Site icon JONATHAN TURLEY

Nobel Peace Prize Winner Liu Xiaobo Dies In Chinese Custody

Today the world lost one of its most inspiring and courageous figures.  On Thursday,  Liu Xiaobo, the 2010 Nobel Prize recipient and Chinese intellectual, has died at 61 of cancer.  The Chinese government defied the world in keeping Liu under custody as part of its authoritarian, one-party rule.  Liu kept the memory of the  Tiananmen Square massacre alive when the government has sought to wipe out any evidence that the protests even occurred.  He was a tireless defender for civil liberties in a country that rejects the most basic principles of human rights and civil liberties. He declined numerous opportunities to leave the country and live in freedom. He was the ultimate Chinese patriots and the Chinese government has reaffirmed that it remains a blood-soaked dictatorship.  Some day freedom will come to China and the Chinese people will learn of people like Liu who died for their liberty and their future.

 

Liu died of liver cancer in Shenyang, the city in northeastern China.  The Chinese government prevented him from being with his family as he died.  They also denied him basic medical treatment for cancer. In other words, they killed him.

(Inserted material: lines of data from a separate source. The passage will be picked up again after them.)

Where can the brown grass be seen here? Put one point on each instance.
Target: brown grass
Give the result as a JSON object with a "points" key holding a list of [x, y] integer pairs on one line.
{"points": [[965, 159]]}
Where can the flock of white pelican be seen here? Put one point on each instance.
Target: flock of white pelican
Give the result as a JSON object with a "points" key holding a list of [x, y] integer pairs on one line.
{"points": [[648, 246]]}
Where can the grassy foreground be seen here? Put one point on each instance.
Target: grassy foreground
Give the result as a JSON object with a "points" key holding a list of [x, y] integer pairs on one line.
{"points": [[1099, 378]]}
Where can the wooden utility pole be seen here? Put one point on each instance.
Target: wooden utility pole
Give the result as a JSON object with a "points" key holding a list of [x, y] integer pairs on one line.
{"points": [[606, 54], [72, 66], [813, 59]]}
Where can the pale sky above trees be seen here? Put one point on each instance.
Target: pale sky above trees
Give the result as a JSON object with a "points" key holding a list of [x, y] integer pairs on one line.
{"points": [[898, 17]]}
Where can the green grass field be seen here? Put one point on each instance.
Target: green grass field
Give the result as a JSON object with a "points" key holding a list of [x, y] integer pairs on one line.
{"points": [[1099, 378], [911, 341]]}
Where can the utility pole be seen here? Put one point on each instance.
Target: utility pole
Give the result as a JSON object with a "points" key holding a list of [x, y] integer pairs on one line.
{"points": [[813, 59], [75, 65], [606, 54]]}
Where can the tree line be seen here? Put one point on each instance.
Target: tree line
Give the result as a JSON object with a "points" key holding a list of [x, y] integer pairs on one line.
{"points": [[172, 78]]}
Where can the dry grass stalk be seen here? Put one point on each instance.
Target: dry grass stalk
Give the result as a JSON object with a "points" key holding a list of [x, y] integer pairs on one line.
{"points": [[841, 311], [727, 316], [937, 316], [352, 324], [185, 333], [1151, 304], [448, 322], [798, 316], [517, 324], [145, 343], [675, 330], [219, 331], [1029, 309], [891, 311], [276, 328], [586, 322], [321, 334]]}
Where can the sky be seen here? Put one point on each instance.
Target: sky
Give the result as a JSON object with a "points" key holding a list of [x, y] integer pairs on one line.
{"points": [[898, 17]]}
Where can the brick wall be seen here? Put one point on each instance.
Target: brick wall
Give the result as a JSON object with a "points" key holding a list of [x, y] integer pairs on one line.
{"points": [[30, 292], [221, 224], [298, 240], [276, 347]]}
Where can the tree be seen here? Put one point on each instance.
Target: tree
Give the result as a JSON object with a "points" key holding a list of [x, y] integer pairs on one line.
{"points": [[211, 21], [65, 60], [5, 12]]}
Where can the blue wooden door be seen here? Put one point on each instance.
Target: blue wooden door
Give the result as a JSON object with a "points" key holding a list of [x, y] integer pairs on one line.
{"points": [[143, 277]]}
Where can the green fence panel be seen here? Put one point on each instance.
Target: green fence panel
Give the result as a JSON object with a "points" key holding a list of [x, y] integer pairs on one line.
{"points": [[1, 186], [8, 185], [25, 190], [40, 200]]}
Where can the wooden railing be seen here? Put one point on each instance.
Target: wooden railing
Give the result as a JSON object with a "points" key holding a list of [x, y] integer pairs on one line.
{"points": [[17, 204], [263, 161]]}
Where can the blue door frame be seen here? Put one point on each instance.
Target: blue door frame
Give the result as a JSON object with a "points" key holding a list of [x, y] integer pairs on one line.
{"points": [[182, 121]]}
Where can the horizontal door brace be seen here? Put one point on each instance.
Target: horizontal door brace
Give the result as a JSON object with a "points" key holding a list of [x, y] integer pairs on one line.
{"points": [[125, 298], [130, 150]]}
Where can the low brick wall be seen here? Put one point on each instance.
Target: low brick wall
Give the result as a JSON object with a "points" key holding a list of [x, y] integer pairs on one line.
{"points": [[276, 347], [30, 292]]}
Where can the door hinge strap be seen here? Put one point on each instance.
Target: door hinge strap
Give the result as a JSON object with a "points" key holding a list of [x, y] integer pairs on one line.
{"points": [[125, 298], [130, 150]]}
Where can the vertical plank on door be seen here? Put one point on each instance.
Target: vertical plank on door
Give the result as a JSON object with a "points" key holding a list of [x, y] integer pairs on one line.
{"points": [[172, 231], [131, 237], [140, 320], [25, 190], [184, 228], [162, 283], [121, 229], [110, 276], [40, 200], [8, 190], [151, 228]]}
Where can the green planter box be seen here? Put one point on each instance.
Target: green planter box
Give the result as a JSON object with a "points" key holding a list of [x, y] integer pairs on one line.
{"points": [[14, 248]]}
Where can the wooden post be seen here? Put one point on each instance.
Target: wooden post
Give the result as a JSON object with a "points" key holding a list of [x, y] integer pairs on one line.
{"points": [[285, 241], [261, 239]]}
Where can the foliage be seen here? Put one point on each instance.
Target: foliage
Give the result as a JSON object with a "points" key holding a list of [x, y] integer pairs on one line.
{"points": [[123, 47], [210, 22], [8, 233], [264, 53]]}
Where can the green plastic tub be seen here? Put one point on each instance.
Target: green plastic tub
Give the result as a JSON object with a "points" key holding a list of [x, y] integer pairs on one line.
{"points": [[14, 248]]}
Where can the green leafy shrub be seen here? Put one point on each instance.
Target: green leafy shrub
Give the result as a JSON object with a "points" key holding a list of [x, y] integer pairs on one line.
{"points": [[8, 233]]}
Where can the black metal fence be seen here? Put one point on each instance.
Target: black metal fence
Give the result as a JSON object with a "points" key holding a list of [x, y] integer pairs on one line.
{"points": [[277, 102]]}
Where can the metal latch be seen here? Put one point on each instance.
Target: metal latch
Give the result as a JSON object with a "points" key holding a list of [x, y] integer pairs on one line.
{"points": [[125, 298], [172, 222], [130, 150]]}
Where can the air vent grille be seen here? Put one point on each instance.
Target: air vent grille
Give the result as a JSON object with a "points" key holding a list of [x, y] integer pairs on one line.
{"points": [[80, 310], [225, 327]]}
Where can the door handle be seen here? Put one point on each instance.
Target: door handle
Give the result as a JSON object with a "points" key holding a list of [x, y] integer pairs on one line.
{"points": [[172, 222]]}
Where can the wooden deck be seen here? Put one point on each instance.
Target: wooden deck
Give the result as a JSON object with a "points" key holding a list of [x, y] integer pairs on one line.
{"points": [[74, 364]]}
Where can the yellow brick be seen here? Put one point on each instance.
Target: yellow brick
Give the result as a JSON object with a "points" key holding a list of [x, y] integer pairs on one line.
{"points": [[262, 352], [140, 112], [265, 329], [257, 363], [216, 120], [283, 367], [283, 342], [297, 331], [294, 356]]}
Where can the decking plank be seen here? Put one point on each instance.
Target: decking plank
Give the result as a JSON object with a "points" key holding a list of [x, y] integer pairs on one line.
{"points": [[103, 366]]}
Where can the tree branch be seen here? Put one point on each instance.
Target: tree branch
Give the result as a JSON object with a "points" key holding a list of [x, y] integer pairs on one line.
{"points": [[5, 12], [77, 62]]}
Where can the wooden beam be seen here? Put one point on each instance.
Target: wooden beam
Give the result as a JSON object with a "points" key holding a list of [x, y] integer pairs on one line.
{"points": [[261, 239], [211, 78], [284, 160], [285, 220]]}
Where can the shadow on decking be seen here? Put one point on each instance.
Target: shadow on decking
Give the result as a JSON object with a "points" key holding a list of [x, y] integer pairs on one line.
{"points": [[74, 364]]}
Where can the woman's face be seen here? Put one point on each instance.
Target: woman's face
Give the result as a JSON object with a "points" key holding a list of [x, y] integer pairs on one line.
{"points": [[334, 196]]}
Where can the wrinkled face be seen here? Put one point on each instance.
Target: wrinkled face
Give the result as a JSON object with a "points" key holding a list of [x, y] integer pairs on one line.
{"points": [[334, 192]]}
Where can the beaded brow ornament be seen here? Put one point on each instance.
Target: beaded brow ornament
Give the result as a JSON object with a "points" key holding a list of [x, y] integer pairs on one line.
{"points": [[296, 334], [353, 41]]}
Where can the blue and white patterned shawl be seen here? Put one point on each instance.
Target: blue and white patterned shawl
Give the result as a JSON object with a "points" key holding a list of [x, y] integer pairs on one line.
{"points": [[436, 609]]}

It won’t work.  Freedom is like water. It finds a way out, even through the thickest of walls.  When that day comes, I only hope that some of these Chinese officials are still alive to answer for the death of of Liu Xiaobo.

Of his many moving writings, this quote should serve to rally a new generation of Chinese civil libertarians:

Tyranny is not terrifying; what is really scary is submission, silence, and even praise for tyranny.”